Este Tribunal, ciertamente viene acogiendo en recursos de apelación contra sentencias absolutorias, la celebración, a instancia de parte, de Vista y en su caso la práctica de aquellas pruebas de carácter directo que interese la recurrente aunque hubieran sido ya practicadas en la primera instancia, -por tanto además de los específicos supuestos del artículo 790.3 LECR -, a efectos de posibilitar la revisión de la valoración de dichas pruebas de carácter directo que son tributarias del principio de inmediación y ello con base en la doctrina constitucional que el recurrente cita.

Ahora bien, esta solución no viene impuesta por la doctrina constitucional.

El TC nunca afirmó la obligatoriedad de la repetición de las pruebas directas en la apelación contra sentencias absolutorias, cuando la acusación que recurre lo insta.

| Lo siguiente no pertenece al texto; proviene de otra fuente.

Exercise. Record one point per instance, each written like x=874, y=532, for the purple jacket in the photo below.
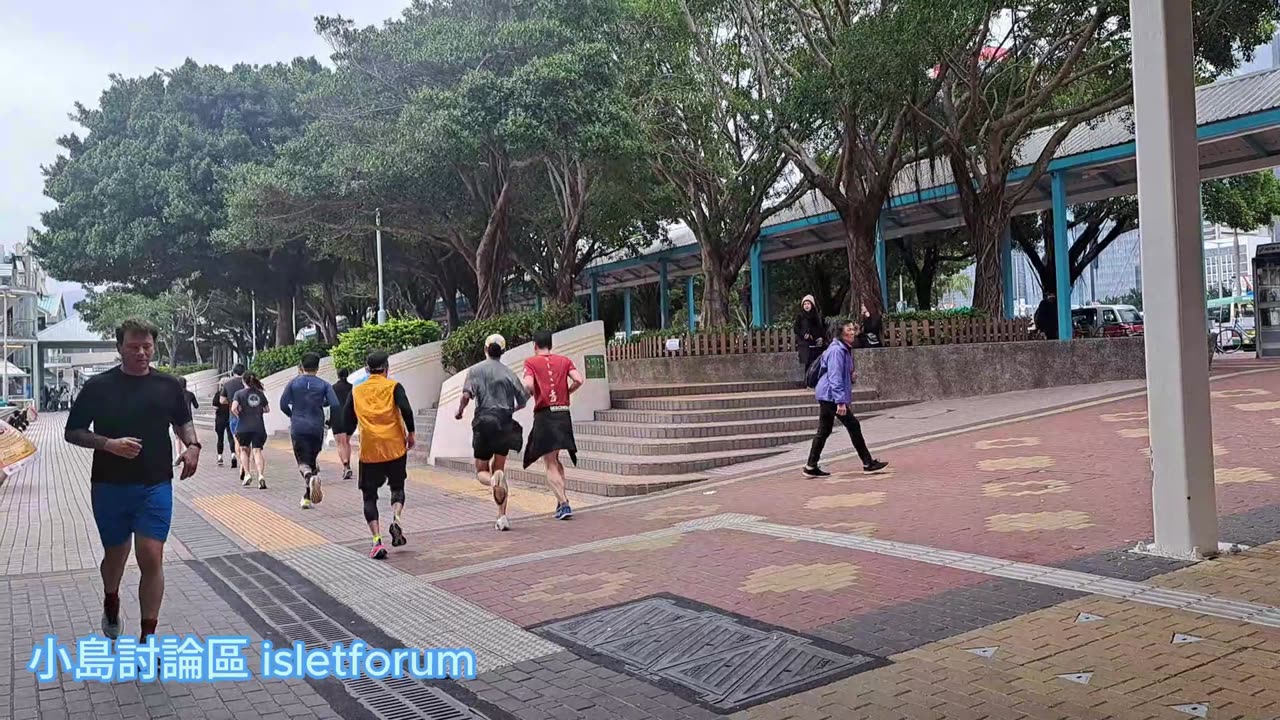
x=836, y=383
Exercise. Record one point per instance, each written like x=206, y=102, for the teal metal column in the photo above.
x=758, y=283
x=663, y=291
x=690, y=305
x=1061, y=258
x=1006, y=272
x=595, y=299
x=881, y=265
x=626, y=311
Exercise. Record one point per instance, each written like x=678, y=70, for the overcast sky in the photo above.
x=54, y=53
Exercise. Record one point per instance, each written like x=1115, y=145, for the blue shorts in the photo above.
x=123, y=510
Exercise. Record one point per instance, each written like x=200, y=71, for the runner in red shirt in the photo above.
x=551, y=378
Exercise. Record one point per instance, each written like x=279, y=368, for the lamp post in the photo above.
x=378, y=235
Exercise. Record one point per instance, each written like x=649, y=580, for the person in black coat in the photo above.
x=810, y=331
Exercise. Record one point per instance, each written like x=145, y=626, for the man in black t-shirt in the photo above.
x=131, y=409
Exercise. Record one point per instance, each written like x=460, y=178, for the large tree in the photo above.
x=713, y=140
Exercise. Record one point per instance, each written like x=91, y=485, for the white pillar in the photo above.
x=1173, y=272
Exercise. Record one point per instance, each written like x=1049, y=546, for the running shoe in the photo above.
x=397, y=534
x=499, y=481
x=110, y=628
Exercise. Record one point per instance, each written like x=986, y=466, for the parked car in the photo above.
x=1106, y=320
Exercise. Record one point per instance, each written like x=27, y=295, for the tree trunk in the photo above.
x=863, y=273
x=283, y=320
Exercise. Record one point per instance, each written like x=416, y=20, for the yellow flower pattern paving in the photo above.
x=1006, y=442
x=1134, y=432
x=1257, y=406
x=1235, y=475
x=681, y=511
x=647, y=545
x=1240, y=392
x=854, y=500
x=1029, y=463
x=1032, y=522
x=1123, y=417
x=1027, y=487
x=803, y=577
x=606, y=584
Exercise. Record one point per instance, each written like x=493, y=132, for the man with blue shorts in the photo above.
x=131, y=409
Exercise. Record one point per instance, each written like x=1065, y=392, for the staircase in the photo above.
x=667, y=436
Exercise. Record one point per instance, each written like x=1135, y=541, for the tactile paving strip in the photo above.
x=392, y=698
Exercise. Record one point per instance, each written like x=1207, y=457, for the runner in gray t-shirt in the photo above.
x=498, y=393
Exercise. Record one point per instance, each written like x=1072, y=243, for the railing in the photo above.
x=951, y=331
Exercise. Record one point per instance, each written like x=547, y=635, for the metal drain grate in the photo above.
x=392, y=698
x=716, y=659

Claramente lo recoge la STC 48/2008 del 11 de marzo : "....Ni la STC 167/2002 ni las numerosas Sentencias posteriores que han aplicado y perfilado su doctrina en torno a la garantías procesales de inmediación y contradicción han cuestionado por restrictivo el sistema que nuestro Ordenamiento jurídico establece como sistema de apelación penal, según la propia denominación legal. No es el objeto de nuestra doctrina el análisis constitucional de los supuestos en los que se puede apelar, o las razones por las que puede hacerse, o los casos en los que la revisión debe conformar la práctica y la valoración de la prueba" (.....) "La doctrina que parte de la STC 167/2002 no comporta que deban practicarse necesariamente nuevas pruebas en apelación cuando los recurrentes cuestionen los hechos declarados como probados, cuestión que sólo al legislador corresponde decidir en su competencia de configuración de los recursos penales, sino únicamente que al órgano judicial le está vedada la valoración de las pruebas personales que no se hayan practicado ante él: que "en el ejercicio de las facultades que el art. 795 LECrim otorga al Tribunal ad quem deben respetarse en todo caso las garantías constitucionales establecidas en el art. 24.2 CE" (FJ 11 ) ".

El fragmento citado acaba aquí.